The original 1984 Mac didn’t abstract away the computer — it made the computer itself elegant, simple, and understandable. Very, very little was hidden from the typical user. Mac OS X is vastly more complex technically and conceptually, as it must be due to the vastly increased complexity and capability of today’s hardware. But Mac OS X has always tried to have it both ways: a veneer of simplicity that doesn’t cover the entire surface of the system. The user-exposed file system is a prime example. On the 1984 Mac, the entire file system was exposed, but the entire file system fit on a 400 KB floppy disk. On Mac OS X, the /System/Library/ folder, one of many exposed fiddly sections of the file system browsable in the Finder, contains over 90,000 items, not one of which a typical user should ever need to see or touch.

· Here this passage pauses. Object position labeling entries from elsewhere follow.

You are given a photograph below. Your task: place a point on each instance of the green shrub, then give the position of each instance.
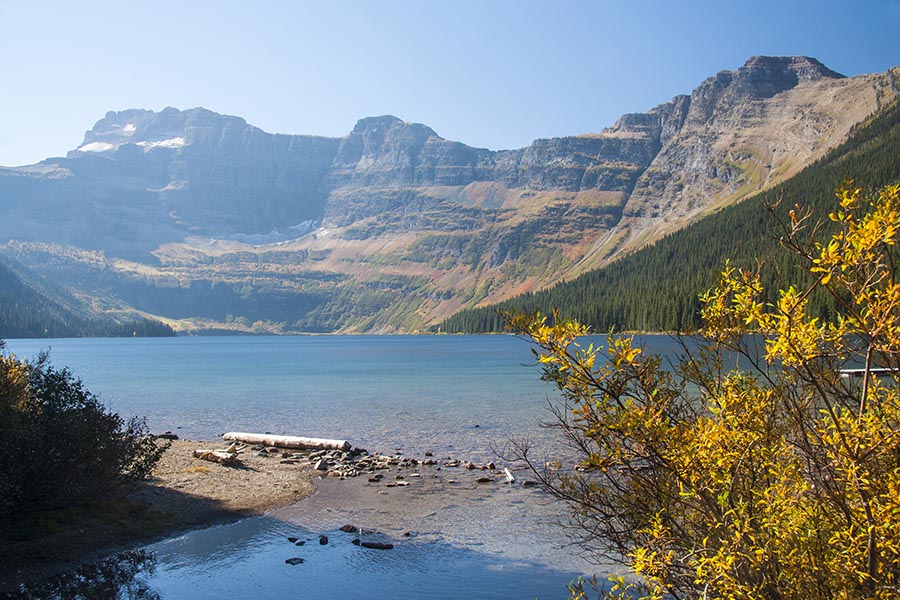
(59, 446)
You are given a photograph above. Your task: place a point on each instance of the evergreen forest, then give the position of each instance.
(31, 309)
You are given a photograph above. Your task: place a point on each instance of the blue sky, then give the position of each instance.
(493, 74)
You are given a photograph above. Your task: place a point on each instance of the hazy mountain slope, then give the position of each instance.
(31, 308)
(204, 219)
(657, 288)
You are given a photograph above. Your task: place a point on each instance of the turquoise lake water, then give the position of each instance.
(454, 396)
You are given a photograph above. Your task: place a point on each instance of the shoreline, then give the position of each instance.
(183, 494)
(187, 494)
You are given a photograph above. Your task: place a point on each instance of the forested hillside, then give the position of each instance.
(28, 310)
(656, 289)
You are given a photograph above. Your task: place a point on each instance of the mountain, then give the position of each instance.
(658, 287)
(30, 308)
(206, 220)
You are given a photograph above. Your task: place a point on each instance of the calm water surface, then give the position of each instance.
(455, 396)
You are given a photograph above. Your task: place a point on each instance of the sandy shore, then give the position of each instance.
(197, 492)
(184, 493)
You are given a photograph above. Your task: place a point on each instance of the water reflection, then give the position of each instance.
(117, 577)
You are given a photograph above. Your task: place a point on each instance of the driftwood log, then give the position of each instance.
(220, 456)
(287, 441)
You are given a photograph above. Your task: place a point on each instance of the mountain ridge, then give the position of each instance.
(393, 210)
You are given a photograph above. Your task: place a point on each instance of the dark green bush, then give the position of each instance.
(59, 446)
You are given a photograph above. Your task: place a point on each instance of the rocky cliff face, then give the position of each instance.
(393, 211)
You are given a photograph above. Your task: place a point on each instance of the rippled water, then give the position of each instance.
(455, 396)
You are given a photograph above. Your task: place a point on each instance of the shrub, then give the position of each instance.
(59, 446)
(768, 478)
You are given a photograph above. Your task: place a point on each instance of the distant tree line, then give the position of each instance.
(656, 288)
(28, 310)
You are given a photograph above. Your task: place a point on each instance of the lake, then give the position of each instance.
(454, 396)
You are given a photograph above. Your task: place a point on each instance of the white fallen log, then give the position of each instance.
(220, 456)
(509, 476)
(287, 441)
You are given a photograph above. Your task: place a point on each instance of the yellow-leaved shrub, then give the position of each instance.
(772, 476)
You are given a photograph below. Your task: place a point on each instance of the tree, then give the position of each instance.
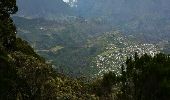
(7, 27)
(146, 78)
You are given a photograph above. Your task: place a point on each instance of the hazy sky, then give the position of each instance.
(65, 0)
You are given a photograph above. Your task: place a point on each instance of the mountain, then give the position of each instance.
(48, 9)
(146, 19)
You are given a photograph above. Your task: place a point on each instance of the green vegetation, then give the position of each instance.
(24, 75)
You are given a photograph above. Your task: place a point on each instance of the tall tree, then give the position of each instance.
(7, 27)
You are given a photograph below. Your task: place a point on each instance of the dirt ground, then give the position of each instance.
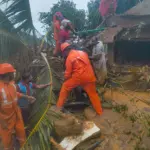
(119, 133)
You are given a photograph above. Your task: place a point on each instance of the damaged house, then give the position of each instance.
(127, 37)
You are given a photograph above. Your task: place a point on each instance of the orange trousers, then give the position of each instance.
(15, 124)
(57, 47)
(89, 88)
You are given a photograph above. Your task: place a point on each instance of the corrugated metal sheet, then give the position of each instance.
(134, 33)
(142, 9)
(107, 36)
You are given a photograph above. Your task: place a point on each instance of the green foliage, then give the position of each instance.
(5, 24)
(124, 5)
(12, 50)
(69, 10)
(94, 18)
(19, 13)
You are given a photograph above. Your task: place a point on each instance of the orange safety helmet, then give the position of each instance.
(64, 46)
(6, 68)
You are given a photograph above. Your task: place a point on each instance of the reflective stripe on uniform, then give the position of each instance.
(4, 96)
(5, 100)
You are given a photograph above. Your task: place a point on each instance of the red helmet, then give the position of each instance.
(6, 68)
(64, 46)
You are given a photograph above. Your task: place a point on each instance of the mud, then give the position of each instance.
(68, 126)
(119, 133)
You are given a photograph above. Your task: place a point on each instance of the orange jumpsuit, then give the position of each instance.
(10, 113)
(56, 35)
(79, 72)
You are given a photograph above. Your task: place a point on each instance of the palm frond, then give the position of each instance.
(19, 13)
(40, 123)
(5, 23)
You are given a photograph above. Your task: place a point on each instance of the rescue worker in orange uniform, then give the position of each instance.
(79, 72)
(10, 114)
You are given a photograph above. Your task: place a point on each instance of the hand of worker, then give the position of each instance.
(3, 124)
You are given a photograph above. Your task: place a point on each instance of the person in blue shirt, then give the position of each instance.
(25, 86)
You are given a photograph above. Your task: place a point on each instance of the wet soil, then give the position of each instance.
(119, 133)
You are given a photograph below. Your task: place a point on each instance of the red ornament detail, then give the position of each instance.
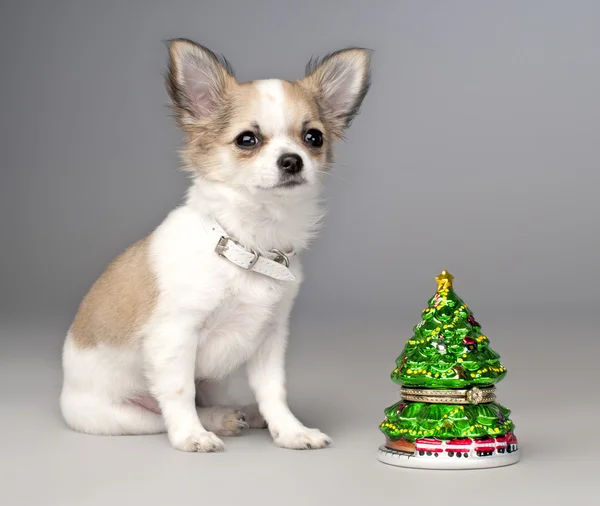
(472, 321)
(470, 343)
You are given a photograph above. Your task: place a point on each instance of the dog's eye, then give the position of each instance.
(246, 140)
(314, 138)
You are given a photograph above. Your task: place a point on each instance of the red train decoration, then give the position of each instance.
(467, 447)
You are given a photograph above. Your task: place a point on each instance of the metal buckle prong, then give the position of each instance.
(221, 245)
(281, 257)
(254, 260)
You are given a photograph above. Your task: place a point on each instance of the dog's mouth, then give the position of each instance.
(292, 183)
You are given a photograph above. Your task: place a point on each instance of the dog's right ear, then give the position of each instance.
(197, 80)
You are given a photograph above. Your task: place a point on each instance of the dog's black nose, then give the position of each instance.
(290, 163)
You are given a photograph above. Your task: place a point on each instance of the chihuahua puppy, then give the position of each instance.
(211, 288)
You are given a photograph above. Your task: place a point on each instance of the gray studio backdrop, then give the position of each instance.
(476, 151)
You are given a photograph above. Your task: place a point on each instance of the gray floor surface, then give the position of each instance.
(339, 382)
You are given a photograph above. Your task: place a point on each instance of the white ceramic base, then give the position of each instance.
(403, 459)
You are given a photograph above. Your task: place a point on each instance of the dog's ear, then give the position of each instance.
(340, 81)
(197, 80)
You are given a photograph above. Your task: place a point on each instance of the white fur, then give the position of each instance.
(210, 316)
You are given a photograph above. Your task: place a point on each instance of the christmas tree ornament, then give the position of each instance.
(447, 416)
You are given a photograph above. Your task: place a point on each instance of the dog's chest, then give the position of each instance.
(233, 332)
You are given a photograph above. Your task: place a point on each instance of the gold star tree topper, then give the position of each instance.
(444, 281)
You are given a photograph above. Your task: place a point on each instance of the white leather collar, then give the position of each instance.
(274, 263)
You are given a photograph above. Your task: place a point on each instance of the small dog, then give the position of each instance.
(211, 288)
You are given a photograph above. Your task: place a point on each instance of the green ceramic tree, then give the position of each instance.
(447, 351)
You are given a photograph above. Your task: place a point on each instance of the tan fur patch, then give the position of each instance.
(120, 301)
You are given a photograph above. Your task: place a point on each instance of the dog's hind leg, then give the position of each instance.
(216, 409)
(92, 414)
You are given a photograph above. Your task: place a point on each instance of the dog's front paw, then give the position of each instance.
(304, 439)
(254, 417)
(203, 442)
(233, 423)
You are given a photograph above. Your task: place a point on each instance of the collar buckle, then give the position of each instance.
(222, 246)
(281, 257)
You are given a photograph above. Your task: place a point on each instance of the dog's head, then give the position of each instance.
(268, 135)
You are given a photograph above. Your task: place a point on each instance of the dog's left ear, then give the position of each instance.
(340, 81)
(197, 81)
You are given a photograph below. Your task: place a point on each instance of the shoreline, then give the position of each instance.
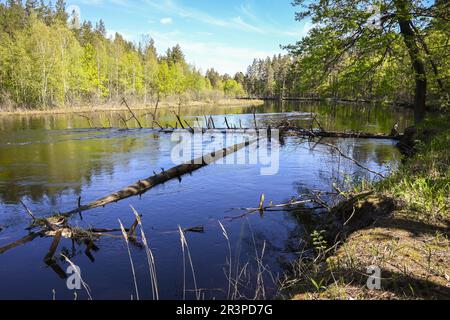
(224, 103)
(391, 226)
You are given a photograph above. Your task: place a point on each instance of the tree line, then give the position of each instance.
(49, 58)
(373, 50)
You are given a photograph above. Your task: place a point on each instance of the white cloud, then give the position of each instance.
(166, 20)
(204, 55)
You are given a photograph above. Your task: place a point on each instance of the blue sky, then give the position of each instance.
(225, 34)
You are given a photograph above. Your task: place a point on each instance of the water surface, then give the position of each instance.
(50, 161)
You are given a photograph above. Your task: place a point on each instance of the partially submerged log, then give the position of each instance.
(143, 186)
(340, 134)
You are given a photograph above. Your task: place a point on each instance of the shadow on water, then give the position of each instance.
(48, 161)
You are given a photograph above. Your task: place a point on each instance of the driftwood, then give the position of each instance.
(133, 115)
(21, 242)
(339, 134)
(143, 186)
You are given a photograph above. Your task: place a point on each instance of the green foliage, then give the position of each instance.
(49, 59)
(319, 242)
(423, 183)
(345, 56)
(233, 88)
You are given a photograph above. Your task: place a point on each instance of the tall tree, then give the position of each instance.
(370, 28)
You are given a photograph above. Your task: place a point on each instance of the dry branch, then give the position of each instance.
(143, 186)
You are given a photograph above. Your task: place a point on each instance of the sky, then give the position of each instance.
(226, 35)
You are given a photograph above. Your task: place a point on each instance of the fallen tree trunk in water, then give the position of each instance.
(339, 134)
(143, 186)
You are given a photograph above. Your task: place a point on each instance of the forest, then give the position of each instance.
(321, 172)
(49, 58)
(360, 52)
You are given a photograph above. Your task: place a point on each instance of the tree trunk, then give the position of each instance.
(410, 37)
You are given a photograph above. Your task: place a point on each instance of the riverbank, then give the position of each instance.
(400, 225)
(223, 103)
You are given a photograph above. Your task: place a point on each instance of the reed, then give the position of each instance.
(127, 240)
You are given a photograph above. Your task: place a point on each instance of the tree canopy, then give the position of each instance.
(49, 58)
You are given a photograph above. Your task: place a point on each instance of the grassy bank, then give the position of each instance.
(223, 103)
(402, 226)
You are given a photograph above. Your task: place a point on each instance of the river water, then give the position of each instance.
(49, 161)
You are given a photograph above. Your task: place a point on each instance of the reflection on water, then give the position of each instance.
(49, 161)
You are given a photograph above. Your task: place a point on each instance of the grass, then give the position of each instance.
(408, 241)
(112, 107)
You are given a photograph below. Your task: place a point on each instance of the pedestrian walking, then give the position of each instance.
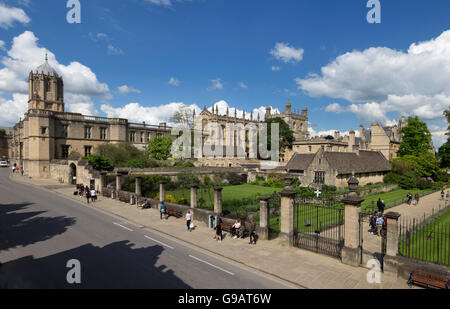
(189, 220)
(252, 232)
(416, 199)
(380, 205)
(219, 235)
(162, 210)
(93, 195)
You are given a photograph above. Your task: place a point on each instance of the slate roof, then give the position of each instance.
(300, 162)
(344, 162)
(365, 162)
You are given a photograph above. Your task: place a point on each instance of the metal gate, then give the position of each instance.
(372, 242)
(319, 227)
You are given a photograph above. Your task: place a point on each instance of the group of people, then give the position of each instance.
(163, 212)
(89, 193)
(16, 169)
(377, 223)
(237, 230)
(410, 198)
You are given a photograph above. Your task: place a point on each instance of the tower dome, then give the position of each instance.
(46, 68)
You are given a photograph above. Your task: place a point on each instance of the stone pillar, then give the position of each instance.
(392, 233)
(351, 253)
(138, 186)
(118, 182)
(287, 216)
(162, 191)
(264, 217)
(194, 198)
(102, 182)
(218, 200)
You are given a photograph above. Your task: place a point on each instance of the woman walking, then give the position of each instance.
(219, 230)
(188, 220)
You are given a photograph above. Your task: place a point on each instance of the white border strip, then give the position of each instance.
(123, 227)
(158, 242)
(230, 273)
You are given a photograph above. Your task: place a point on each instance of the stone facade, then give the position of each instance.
(48, 133)
(385, 139)
(335, 168)
(298, 123)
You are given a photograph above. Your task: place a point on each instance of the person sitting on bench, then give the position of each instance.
(162, 210)
(235, 228)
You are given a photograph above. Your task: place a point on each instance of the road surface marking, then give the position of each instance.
(158, 242)
(230, 273)
(123, 227)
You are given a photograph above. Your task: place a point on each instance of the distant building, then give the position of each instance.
(385, 139)
(335, 168)
(47, 132)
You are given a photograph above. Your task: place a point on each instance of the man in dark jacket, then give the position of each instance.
(252, 232)
(380, 205)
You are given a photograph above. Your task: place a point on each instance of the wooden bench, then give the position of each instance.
(123, 197)
(174, 212)
(429, 280)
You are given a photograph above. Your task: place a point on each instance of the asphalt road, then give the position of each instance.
(41, 231)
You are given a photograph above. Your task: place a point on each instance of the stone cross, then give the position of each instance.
(318, 192)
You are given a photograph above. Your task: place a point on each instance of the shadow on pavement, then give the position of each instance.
(19, 227)
(115, 265)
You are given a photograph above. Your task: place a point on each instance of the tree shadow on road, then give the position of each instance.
(19, 227)
(116, 265)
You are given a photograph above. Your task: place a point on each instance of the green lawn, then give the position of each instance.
(230, 194)
(389, 198)
(430, 243)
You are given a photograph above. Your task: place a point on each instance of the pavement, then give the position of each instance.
(42, 234)
(299, 267)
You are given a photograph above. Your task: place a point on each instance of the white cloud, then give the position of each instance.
(10, 15)
(135, 112)
(216, 84)
(80, 104)
(242, 85)
(114, 51)
(415, 82)
(150, 114)
(174, 82)
(286, 53)
(166, 3)
(127, 89)
(335, 107)
(11, 110)
(25, 55)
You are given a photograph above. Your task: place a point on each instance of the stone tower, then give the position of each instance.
(45, 89)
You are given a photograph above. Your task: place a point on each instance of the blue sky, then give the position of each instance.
(143, 44)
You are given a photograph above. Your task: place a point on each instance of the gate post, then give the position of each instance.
(351, 253)
(264, 218)
(102, 181)
(287, 216)
(162, 191)
(138, 189)
(118, 182)
(218, 200)
(392, 233)
(194, 199)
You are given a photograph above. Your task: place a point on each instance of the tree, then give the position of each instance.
(100, 163)
(159, 148)
(286, 134)
(123, 155)
(183, 117)
(444, 150)
(416, 138)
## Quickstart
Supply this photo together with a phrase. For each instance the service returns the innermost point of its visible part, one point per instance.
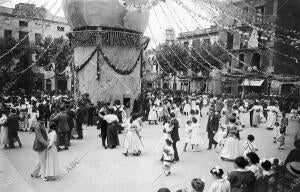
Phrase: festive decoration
(117, 70)
(80, 67)
(140, 5)
(282, 38)
(108, 13)
(115, 37)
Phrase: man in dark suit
(40, 146)
(80, 118)
(174, 134)
(61, 121)
(71, 121)
(212, 127)
(103, 124)
(13, 128)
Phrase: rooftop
(200, 32)
(30, 11)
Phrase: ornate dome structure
(126, 14)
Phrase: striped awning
(252, 82)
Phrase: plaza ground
(109, 171)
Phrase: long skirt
(132, 142)
(3, 136)
(52, 165)
(112, 134)
(232, 149)
(271, 120)
(256, 118)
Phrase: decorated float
(108, 42)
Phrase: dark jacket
(71, 117)
(174, 133)
(212, 123)
(40, 142)
(81, 115)
(13, 123)
(61, 121)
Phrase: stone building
(36, 23)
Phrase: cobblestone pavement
(97, 169)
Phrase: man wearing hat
(212, 127)
(174, 134)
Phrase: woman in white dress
(197, 138)
(52, 165)
(232, 146)
(220, 184)
(273, 112)
(257, 110)
(152, 117)
(132, 141)
(166, 135)
(187, 107)
(3, 133)
(33, 119)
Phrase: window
(241, 60)
(243, 42)
(255, 61)
(23, 23)
(245, 11)
(38, 38)
(7, 34)
(59, 28)
(48, 85)
(206, 41)
(260, 10)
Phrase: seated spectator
(241, 179)
(294, 154)
(220, 184)
(253, 166)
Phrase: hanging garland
(107, 60)
(117, 70)
(80, 67)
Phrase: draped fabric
(109, 13)
(110, 86)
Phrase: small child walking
(281, 139)
(284, 123)
(188, 134)
(249, 145)
(52, 165)
(220, 138)
(275, 132)
(168, 157)
(196, 138)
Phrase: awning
(253, 82)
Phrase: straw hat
(294, 168)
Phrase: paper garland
(107, 60)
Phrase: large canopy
(109, 13)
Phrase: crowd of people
(226, 119)
(58, 119)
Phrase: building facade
(35, 24)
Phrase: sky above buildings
(163, 16)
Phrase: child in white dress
(168, 157)
(160, 112)
(275, 131)
(220, 137)
(220, 184)
(188, 134)
(34, 114)
(152, 117)
(132, 140)
(166, 135)
(196, 139)
(52, 165)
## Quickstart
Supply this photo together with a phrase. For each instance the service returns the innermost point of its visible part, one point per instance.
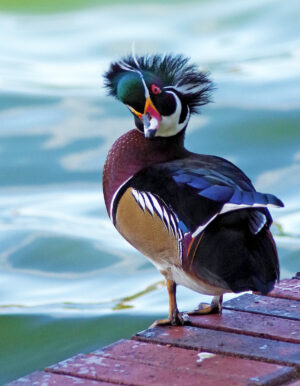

The iPhone OS offers a complete computing abstraction. Under the hood, it’s just as complex as Mac OS X. On the surface, though, it is even more simple and elegant than the original Mac. No technical complexity is exposed. Hierarchy is minimized. It relegates the file system to a developer-level technology rather than a user-level technology. (Did you know the file system on iPhones is case sensitive?)
Espero viver para ver o dia em que as expressões "ficheiro" ou "memória" deixarão de fazer sentido enquanto metáfora computacional corrente e tudo passe para a nuvem: uma experiência computacional em que as únicas ferramentas são um user name e uma password. Isso sim, não seria como 1984.